Makere Stewart-Harawira's (p 124) chapter on Indigenous feminism resisting imperialism is a striking example of the power and potential Indigenous feminism has to transform hegemonic agendas. She argues that "Indigenous women have a vital role to play in the realization of alternative models of "being in the world" and highlights an urgent "need for a new political ontology of governance and spiritually grounded, feminist centred political ethics as one critical response [to contemporary imperialism]".
Eras and Issues where Indigenous Feminism has played a role; and Individual Indigenous Feminisms
In these last sections, the focus shifts from Indigenous feminist theory, to stories and accounts of where Indigenous feminism has contributed to positive change, and how feminism is defined and perceived by different Indigenous women.

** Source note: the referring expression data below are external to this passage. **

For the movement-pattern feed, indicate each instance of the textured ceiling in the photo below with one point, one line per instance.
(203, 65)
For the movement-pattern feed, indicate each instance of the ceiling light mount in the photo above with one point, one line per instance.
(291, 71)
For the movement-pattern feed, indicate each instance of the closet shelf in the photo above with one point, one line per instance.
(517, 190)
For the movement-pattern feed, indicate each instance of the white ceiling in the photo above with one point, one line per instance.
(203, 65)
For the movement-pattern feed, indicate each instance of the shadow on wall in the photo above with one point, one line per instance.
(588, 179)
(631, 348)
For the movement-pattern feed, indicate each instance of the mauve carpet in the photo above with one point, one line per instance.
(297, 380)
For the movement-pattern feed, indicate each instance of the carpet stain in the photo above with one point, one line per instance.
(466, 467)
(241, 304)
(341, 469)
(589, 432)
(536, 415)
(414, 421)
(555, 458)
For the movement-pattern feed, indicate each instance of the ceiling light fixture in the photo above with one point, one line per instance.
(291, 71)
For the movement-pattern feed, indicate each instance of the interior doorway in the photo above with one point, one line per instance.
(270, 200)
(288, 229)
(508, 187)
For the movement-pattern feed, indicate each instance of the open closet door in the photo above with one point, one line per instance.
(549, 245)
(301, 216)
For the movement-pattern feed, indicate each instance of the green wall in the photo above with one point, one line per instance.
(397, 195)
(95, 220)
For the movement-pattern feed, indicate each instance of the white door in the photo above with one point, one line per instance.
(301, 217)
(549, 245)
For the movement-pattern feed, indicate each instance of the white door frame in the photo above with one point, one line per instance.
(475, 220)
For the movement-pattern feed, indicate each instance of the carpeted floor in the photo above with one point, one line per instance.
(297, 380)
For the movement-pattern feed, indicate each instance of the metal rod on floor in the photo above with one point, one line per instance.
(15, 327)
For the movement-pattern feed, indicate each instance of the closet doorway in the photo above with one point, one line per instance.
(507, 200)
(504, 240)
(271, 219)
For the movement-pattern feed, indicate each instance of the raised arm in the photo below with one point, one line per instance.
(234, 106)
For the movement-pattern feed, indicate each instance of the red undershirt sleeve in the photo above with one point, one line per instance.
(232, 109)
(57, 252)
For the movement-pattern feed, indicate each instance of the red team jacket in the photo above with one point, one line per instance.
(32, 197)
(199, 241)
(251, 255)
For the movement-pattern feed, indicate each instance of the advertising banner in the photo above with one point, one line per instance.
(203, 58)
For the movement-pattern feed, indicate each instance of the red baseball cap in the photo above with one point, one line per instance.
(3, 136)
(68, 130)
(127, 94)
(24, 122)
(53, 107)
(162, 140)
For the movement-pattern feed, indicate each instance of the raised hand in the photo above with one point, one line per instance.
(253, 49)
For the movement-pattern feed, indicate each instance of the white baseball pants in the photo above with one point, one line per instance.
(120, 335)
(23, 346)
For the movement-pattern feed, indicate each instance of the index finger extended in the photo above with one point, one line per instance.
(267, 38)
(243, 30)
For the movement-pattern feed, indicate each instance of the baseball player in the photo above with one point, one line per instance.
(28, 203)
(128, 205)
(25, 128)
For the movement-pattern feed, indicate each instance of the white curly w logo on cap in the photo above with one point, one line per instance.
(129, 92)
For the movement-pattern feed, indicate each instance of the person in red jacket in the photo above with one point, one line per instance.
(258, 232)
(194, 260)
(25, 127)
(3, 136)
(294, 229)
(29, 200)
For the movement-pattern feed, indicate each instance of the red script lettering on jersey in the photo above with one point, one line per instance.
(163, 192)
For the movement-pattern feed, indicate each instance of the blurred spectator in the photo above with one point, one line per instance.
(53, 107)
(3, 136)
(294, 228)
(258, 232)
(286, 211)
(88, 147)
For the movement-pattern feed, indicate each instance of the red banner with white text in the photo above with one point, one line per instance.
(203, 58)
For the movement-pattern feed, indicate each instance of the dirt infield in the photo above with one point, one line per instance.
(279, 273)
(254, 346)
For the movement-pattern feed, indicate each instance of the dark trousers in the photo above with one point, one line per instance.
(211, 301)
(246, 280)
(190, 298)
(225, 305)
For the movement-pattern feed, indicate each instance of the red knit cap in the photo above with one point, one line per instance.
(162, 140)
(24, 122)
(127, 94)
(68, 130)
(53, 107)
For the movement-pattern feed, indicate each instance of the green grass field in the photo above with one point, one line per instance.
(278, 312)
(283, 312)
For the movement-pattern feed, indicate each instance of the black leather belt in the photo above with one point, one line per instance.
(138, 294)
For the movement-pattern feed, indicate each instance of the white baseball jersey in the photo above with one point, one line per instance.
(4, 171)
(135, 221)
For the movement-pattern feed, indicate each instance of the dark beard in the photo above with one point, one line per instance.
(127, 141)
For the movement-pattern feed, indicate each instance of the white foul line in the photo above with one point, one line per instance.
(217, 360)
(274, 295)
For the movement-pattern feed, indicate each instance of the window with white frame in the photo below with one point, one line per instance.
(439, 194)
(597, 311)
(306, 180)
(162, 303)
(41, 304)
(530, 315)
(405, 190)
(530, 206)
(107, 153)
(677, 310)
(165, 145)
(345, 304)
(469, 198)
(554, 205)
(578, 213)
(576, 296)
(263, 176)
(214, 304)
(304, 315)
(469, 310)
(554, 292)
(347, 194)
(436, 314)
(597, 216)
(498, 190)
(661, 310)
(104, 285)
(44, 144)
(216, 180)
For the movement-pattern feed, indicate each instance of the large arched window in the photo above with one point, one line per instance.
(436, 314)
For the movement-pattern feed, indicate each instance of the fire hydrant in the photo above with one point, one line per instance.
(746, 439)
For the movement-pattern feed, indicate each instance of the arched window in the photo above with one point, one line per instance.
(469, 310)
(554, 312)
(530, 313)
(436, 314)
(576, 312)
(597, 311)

Joyce Green, for example, discusses the role Aboriginal women have played in Constitutional debates in Canada, such as the adoption of the Charter of Rights and Freedoms – although theoretical guarantees in the Constitution have not necessarily translated to equitable treatment and representation.
Shirley Green's contribution takes the reader on a voyage back in time, visiting her heritage and raising important questions in relation to 'mixed blood' heritage and identity. She claims that the idea of heritage "is profound, the responsibility immense and includes not only the ancestors but parents, relatives and indeed, the entire community relating to one through cultural heritage... Who makes the decision that a person does not have the correct amount of the "right" blood to be accepted into the culture and traditions of their society?" (p 170).
Kathie Irwin's "shero worshipping" of prominent Maori women is her simple way of learning about the big picture by studying the little picture(p 174); and Shirley Bear's poetry and art adds "images on words" (p 199).
Whilst each contribution is very different, a common sentiment echoing throughout this publication is that many Indigenous women feel that their feminism is expected to be subordinate to the larger emancipatory Indigenous struggle. Verna St. Denis, for example, asserts that "Native American women risk being dismissed as "assimilated" if they identify with feminist politics" (p 49). Similarly, Makere Stewart-Harawira from Aotearoa/New Zealand, tells of how writing or speaking from a feminist position was perceived as demonstrating her lack of 'Maoriness' (p 124).
This challenge is located in culture, tradition, colonialism and patriarchy, and by teasing these delicate issues out – the book opens up an exciting and perhaps well overdue dialogue. The tone of the book is subtle yet at the same time exhibits a candid strength – with arguments and stories reflecting unique and evolving feminisms laid stone by stone over time.
As Stewart-Harawira touches on in her chapter, Indigenous feminisms have the potential to shake the foundations of normative institutions and to contribute in a transformative way to global issues such as climate change; conflict resolution; the importance of place; identity; racism and of course gender equality.
This potential emerged within the pages of the book without being directly articulated – illustrating the power of Indigenous women, and indeed the making of spaces for Indigenous feminism.
See: Green, J. (Ed), 2007. Making Space for Indigenous Feminism. Published by Zed Books.